Georgech · July 11, 2011, 7:07am

ooops, I solved my own question. Thanks anyway.

on open user_Choice
tell application “Finder” to set fileList to every file in item 1 of user_Choice
repeat with aFile in fileList
set aid to (read (aFile as alias))
getContent(aid)
end repeat
end open

–subroutine, to traverse text files and place in variables
on getContent(aid)
set tid to AppleScript’s text item delimiters
set AppleScript’s text item delimiters to {“=”}
set nname to text item 1 of aid
set mval to text item 2 of aid
if (nname = “studentid”) then
set idd to mval
display dialog idd with title “Student’s ID”
else if (nname = “studentip”) then
set ipp to mval
display dialog ipp with title “Student’s IP”
else if (nname = “studentname”) then
set myname to mval
display dialog myname with title “Student’s Name”
end if
set AppleScript’s text item delimiters to tid
end getContent

casp · August 26, 2011, 8:29pm

Thanks for the tutorial, very informative and educational as I"m new to this forum and applescripting.

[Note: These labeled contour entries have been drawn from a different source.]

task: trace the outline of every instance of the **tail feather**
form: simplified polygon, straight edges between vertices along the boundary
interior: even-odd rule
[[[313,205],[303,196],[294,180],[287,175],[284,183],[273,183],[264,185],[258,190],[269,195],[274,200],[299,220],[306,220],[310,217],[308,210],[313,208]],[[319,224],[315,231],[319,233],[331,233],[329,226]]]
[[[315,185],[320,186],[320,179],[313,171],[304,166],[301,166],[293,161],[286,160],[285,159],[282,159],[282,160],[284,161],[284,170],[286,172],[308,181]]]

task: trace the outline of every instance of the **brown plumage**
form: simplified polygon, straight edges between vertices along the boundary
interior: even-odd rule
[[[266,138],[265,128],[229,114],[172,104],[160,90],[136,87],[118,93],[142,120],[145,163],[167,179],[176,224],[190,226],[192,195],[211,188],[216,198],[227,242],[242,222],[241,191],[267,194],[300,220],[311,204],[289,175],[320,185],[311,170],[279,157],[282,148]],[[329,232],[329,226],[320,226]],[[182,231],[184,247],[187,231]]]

I attempted to use the “Searching and Replacing” script to edit the string of a variable, but I can’t seem to get it to work in my situation. Here is my script:

repeat with i from 1 to (count of listOfFilesNotInDatabase)
	try
		set aFile to ((item i of listOfFilesNotInDatabase) as POSIX file as alias)
		tell application "iTunes" to add aFile
		log aFile -- debugging purposes
	end try
end repeat
try
	set theText to listOfFilesNotInDatabase
	set newText to switchText of theText from "/Volumes/Media/iTunes/iTunes Media/Music/" to ""
	---Subroutine for switchText is below----
	display dialog "The following files were added to your iTunes Library  " & newText
end try

Essentially the vairable, listOfFilesNotinDatabase is a file path all of which will have the same first portion, /Volumes/Media/iTunes/iTunes Media/Music/. All I want is to clear this out so the display dialog doesn’t look so messy.

Any suggestions?
Thanks

Here is the subroutine from the previous post:

to switchText of theText from SearchString to ReplaceString
	set OldDelims to AppleScript's AppleScript's text item delimiters
	set AppleScript's AppleScript's text item delimiters to SearchString
	set newText to text items of theText
	set AppleScript's AppleScript's text item delimiters to ReplaceString
	set newText to newText as text
	set AppleScript's AppleScript's text item delimiters to OldDelims
	return newText
end switchText

Schmye_Bubbula · August 7, 2013, 5:39pm

Somebody explain conceptually what’s going on here; what’s the difference?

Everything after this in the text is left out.